As the skies briefly cleared Saturday after the storm, Juneau played host to its eighth annual meet-up and road rally for electric vehicles.
Owners and advocates for the vehicles gathered as members of the local International Brotherhood of Electrical Workers grilled burgers.
“This is put on by the Juneau EV Association,” said organizer Duff Mitchell. “We’re above 500 and getting close to 600 electric vehicles in Juneau.”
According to Devon Kibby, president of both the JEVA and the Alaska Electric Vehicle Association, that number includes at least 322 Nissan Leafs, more than 70 Chevy Bolts and more than 40 Tesla models. AKEVA works with lawmakers and petitions companies to provide more opportunities for electric vehicles in the state.
“We’ve been working with the city as well on a plan,” Kibby said. “How do you take Juneau from no EVs to all EVs?”
The meetup comes amid National Drive Electric Week. Juneau was one of the first communities to participate in the annual week, Mitchell said. Electric vehicles have been expanding in use over the last decade, Mitchell said, in Juneau and elsewhere. When they first started becoming available to consumers, they were such a rarity in Juneau that they were featured in the Fourth of July parade. Now they’re so common as to be ubiquitous.
“You’re going to start seeing trucks next year,” Mitchell said. “We’re on the cutting edge of seeing beneficial electrification in the transportation sector.”
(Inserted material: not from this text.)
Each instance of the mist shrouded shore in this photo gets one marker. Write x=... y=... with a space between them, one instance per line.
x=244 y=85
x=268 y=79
The vehicles are particularly useful in Juneau with its limited road system, Mitchell said, as well as from a maintenance point of view. Electric vehicles require considerably less maintenance without an internal combustion engine to maintain, Mitchell said. However, the maintenance EVs do require, generally software issues, is considerably trickier to come by in Juneau.
“You have to pay for a barge trip just for a software update,” said Dennis Harris, who was attending the event.
To help that, at least for Leaf owners, Juneau is working with Bellevue Nissan to get a technician up to Juneau in the fall, Mitchell said. It’s the result of a years-long effort to help Leaf owners service their vehicles affordably.
“We’ve been working on this for three years and we finally broke through to the other side,” Mitchell said, citing difficulties such as the pandemic and working with the corporate side of things. “They’ve sold quite a few in Juneau so they have a sense of obligation.”
While JEVA and Nissan are working out the details, the idea is that the technician will come up and work with a local maintenance shop for garage space. They’ll be able to update software, diagnose issues, treat recalls, and order parts for air freight up to Alaska to arrive and be installed before the technician departs Juneau. There might be a second trip up, Mitchell said.